Companies Act 2014
Meetings of directors and committees
160. (1) The directors of a company may meet together for the dispatch of business, adjourn and otherwise regulate their meetings as they think fit.
(2) Questions arising at any such meeting shall be decided by a majority of votes and where there is an equality of votes, the chairperson shall have a second or casting vote.
(3) A director may, and the secretary on the requisition of a director shall, at any time summon a meeting of the directors.
(4) All directors shall be entitled to reasonable notice of any meeting of the directors but, if the directors so resolve, it shall not be necessary to give notice of a meeting of directors to any director who, being resident in the State, is for the time being absent from the State.
(5) Nothing in subsection (4) or any other provision of this Act enables a person, other than a director of the company concerned, to object to the notice given for any meeting of the directors.
(6) The quorum necessary for the transaction of the business of the directors may be fixed by the directors, and unless so fixed shall be 2 but, where the company has a sole director, the quorum shall be one.
(7) The continuing directors may act notwithstanding any vacancy in their number but, if and so long as their number is reduced below the number fixed by or pursuant to this Act as the necessary quorum of directors, the continuing directors or director may act for the purpose of increasing the number of directors to that number or of summoning a general meeting of the company but for no other purpose.
(8) The directors may elect a chairperson of their meetings and determine the period for which he or she is to hold office, but if no such chairperson is elected, or, if at any meeting the chairperson is not present within 15 minutes after the time appointed for holding it, the directors present may choose one of their number to be chairperson of the meeting.
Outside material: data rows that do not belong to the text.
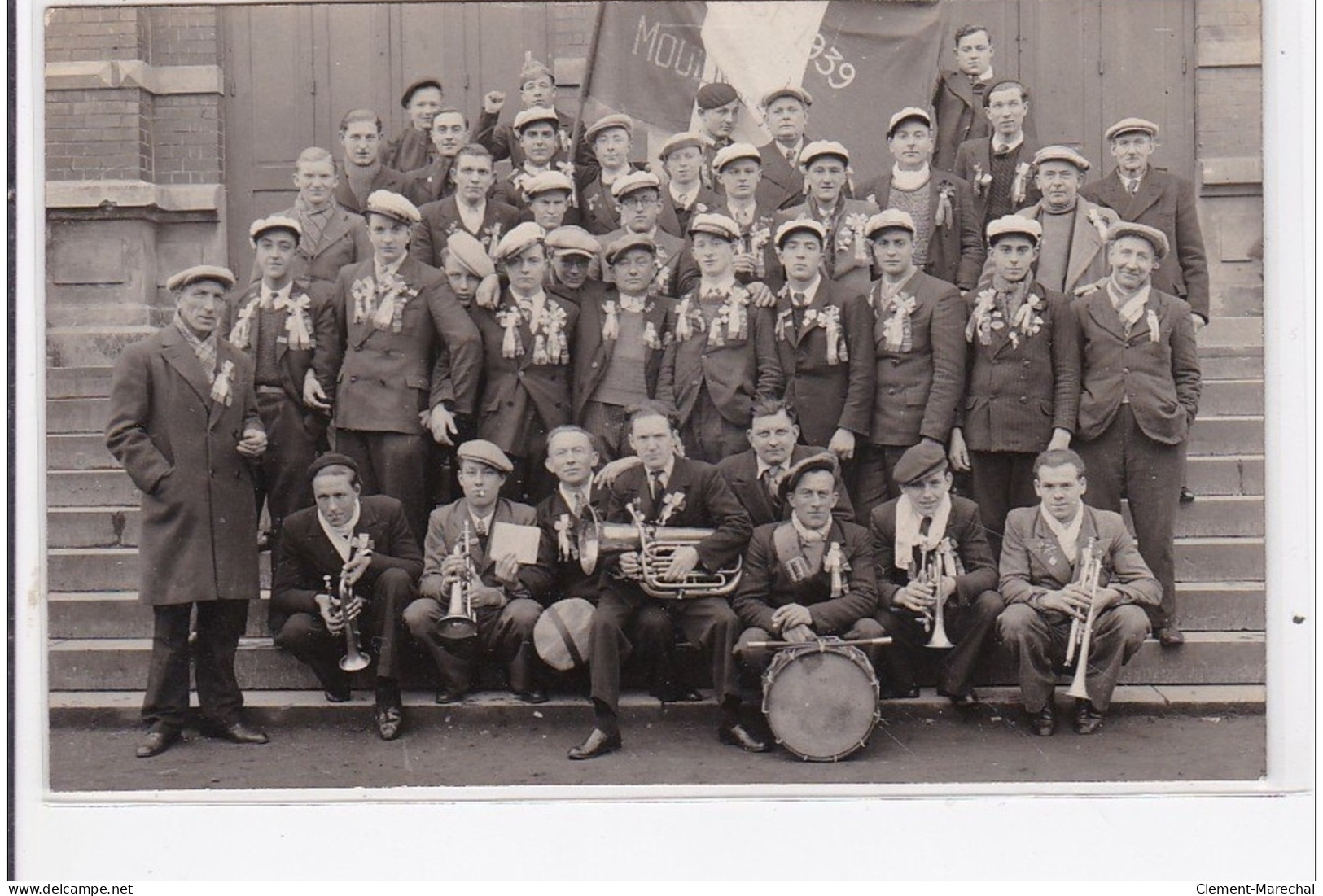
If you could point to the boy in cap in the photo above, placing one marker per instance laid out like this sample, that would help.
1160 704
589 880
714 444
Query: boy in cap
1022 385
929 529
184 425
412 360
723 353
503 593
364 544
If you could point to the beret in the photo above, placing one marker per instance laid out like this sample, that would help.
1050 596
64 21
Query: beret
726 155
789 90
800 224
821 148
200 273
628 242
470 252
717 225
575 241
715 95
918 461
1155 238
418 85
331 459
1128 125
393 207
1014 224
484 452
635 181
904 116
607 123
1062 154
274 222
888 218
519 238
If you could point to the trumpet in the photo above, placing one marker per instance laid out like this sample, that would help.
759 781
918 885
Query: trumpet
461 620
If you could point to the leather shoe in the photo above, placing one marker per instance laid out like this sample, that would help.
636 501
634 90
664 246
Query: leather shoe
156 741
598 743
1044 722
737 735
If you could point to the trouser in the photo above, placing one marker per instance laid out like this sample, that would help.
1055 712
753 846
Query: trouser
380 625
1037 643
1003 480
506 633
220 623
967 627
1125 461
395 464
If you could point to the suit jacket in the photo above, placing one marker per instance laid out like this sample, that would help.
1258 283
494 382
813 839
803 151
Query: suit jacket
827 396
766 584
736 372
971 544
708 504
385 377
918 390
1032 562
307 555
1015 396
442 218
1168 203
741 474
957 250
179 448
515 387
1160 377
593 355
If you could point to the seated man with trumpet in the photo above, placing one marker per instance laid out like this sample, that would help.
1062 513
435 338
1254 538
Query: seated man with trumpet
935 578
474 603
347 570
677 549
1077 590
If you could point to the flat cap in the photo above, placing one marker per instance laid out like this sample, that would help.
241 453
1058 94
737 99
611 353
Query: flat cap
573 241
800 224
1062 154
393 207
821 148
331 459
789 90
519 238
1128 125
885 220
918 461
1014 224
635 181
484 452
628 242
906 114
471 256
274 222
715 95
726 155
418 85
200 273
1155 238
607 123
717 225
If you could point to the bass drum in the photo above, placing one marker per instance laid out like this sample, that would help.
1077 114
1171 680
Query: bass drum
821 701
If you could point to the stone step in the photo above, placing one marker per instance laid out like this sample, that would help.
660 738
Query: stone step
120 665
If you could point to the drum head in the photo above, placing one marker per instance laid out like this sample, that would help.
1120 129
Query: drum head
821 703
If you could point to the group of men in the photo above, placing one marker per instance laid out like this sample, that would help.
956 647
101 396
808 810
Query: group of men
790 364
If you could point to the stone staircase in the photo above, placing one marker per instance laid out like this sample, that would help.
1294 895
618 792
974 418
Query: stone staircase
99 635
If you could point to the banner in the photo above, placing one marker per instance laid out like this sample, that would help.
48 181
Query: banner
861 59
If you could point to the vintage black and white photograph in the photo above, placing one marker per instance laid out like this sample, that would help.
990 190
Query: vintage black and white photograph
565 398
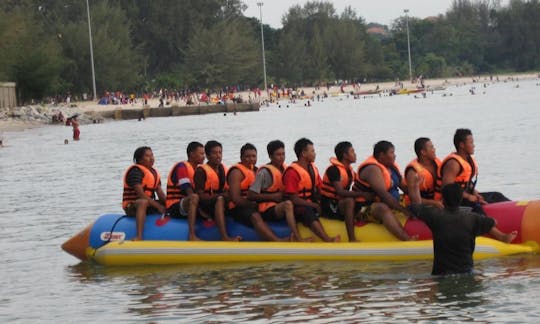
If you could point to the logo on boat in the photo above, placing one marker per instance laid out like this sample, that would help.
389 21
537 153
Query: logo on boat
113 236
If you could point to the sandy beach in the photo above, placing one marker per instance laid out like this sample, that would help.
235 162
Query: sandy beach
90 111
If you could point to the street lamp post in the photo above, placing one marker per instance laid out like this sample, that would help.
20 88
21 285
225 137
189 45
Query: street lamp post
408 43
91 51
260 4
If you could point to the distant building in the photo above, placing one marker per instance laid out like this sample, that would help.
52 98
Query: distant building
8 97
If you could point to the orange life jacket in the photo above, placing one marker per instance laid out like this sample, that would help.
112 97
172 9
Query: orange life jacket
150 182
307 186
346 176
277 186
174 194
213 183
468 173
365 186
249 178
430 185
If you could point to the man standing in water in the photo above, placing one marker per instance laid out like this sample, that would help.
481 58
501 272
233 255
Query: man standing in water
75 125
182 201
454 230
380 175
210 186
141 184
302 186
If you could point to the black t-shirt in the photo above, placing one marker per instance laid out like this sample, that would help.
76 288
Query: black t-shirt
454 234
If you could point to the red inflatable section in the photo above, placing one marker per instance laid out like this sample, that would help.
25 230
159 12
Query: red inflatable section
509 216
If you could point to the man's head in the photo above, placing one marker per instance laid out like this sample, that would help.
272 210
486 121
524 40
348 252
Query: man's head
384 152
304 150
345 152
276 152
464 141
452 195
144 156
213 151
424 148
248 155
195 152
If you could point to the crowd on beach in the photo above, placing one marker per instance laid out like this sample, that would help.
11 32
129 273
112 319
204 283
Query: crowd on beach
433 190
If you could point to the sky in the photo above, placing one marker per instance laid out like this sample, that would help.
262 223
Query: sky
380 11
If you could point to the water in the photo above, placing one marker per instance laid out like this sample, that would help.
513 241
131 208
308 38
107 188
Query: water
50 191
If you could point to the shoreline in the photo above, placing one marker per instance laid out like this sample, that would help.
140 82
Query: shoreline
91 112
(9) The directors may establish one or more committees consisting in whole or in part of members of the board of directors.
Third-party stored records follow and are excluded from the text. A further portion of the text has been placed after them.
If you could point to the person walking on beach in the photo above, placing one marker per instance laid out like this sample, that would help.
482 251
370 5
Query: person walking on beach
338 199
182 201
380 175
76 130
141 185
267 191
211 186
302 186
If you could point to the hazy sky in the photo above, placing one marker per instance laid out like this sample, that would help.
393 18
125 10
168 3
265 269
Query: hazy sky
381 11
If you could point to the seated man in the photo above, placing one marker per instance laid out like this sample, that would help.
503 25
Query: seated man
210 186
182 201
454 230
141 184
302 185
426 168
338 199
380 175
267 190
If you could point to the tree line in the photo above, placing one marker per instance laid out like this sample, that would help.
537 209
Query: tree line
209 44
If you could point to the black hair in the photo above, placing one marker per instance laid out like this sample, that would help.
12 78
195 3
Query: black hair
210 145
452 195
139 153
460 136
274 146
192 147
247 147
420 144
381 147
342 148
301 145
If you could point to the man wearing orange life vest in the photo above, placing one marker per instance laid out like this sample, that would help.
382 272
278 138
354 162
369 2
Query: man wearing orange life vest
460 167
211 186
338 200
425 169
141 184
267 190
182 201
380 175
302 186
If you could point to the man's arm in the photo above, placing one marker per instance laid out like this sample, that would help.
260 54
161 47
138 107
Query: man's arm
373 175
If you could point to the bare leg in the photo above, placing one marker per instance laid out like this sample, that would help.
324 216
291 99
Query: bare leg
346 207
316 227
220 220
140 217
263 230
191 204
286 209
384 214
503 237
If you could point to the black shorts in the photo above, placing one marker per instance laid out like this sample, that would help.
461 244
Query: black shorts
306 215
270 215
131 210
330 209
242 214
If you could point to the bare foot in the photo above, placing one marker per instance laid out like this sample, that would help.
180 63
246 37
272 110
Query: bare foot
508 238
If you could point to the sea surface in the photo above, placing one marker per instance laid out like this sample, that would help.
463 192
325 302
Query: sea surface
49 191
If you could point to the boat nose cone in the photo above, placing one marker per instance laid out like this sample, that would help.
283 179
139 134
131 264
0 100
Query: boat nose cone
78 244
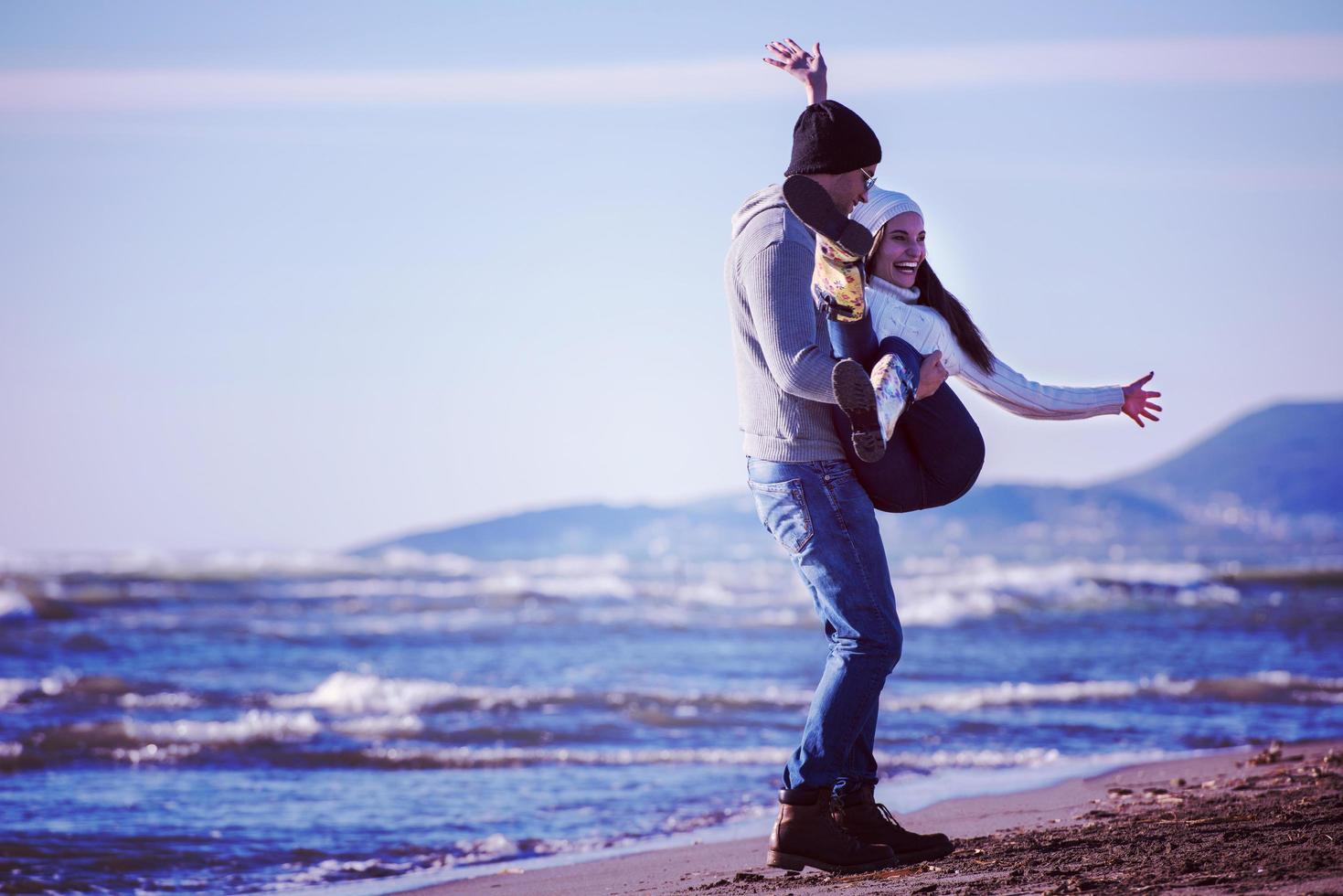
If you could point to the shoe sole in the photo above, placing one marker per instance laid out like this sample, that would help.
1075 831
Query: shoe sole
855 395
798 863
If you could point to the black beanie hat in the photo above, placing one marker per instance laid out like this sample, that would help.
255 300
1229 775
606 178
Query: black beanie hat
830 139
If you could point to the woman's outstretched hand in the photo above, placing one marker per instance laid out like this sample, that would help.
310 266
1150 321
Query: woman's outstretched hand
1135 400
807 68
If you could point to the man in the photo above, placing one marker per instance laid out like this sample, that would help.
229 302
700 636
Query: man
809 498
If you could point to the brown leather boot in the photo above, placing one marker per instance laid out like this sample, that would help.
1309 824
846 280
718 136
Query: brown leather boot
806 835
859 816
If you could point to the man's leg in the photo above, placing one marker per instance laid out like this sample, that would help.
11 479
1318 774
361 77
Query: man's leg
822 517
845 566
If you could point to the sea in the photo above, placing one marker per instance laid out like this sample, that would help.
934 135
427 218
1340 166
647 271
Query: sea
261 721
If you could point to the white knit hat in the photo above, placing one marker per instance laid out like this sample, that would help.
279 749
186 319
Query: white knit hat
881 206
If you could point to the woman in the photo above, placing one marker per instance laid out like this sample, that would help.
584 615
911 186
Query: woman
916 334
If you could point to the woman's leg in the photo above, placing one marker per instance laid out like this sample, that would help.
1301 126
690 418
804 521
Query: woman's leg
933 460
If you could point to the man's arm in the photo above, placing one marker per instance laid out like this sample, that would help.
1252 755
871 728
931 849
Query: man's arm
778 286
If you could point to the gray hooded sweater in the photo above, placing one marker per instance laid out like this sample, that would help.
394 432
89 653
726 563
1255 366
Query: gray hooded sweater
778 335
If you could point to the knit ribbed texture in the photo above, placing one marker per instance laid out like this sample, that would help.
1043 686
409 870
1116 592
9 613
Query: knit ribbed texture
778 336
881 206
896 314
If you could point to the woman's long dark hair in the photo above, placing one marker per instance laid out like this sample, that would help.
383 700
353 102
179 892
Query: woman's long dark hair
935 295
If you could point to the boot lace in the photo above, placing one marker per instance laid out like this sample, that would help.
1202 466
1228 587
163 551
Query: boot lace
885 813
830 805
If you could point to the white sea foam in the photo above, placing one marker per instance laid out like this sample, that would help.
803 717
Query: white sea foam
358 693
14 604
12 688
252 726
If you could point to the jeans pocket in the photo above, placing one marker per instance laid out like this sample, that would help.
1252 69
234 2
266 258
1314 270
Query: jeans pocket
783 509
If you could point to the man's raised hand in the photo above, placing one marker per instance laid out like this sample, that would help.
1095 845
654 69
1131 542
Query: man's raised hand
807 68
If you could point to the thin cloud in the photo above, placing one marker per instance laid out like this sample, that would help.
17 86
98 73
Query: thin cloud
1302 59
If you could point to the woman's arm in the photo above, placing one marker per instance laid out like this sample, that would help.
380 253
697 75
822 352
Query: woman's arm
1030 400
927 331
807 68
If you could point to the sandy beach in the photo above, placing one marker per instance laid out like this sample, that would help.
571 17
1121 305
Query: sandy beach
1245 819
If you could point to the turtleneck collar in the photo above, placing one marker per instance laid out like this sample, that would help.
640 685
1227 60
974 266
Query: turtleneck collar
907 295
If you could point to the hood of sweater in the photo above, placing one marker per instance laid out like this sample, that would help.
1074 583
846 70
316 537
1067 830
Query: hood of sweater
758 203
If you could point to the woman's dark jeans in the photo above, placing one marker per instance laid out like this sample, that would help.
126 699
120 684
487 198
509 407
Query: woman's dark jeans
936 453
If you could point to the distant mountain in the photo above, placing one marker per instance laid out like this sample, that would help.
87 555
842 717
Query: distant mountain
1267 485
1283 460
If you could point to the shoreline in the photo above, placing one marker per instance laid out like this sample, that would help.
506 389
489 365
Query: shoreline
730 859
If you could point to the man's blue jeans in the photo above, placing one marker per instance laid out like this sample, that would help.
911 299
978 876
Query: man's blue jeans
825 520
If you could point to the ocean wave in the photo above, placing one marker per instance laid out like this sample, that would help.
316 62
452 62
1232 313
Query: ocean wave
357 693
94 688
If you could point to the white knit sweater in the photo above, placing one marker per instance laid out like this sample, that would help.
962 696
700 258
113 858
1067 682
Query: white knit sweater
896 314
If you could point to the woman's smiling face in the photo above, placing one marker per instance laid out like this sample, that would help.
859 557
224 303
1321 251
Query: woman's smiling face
901 251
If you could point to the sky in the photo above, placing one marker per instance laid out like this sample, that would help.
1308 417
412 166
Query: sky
312 274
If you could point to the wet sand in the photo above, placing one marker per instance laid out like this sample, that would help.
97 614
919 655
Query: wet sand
1248 819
(10) A committee established under subsection (9) (a “committee”) may elect a chairperson of its meetings; if no such chairperson is elected, or if at any meeting the chairperson is not present within 15 minutes after the time appointed for holding it, the members of the committee present may choose one of their number to be chairperson of the meeting.
(11) A committee may meet and adjourn as it thinks proper.
(12) Questions arising at any meeting of a committee shall be determined by a majority of votes of the members of the committee present, and where there is an equality of votes, the chairperson shall have a second or casting vote.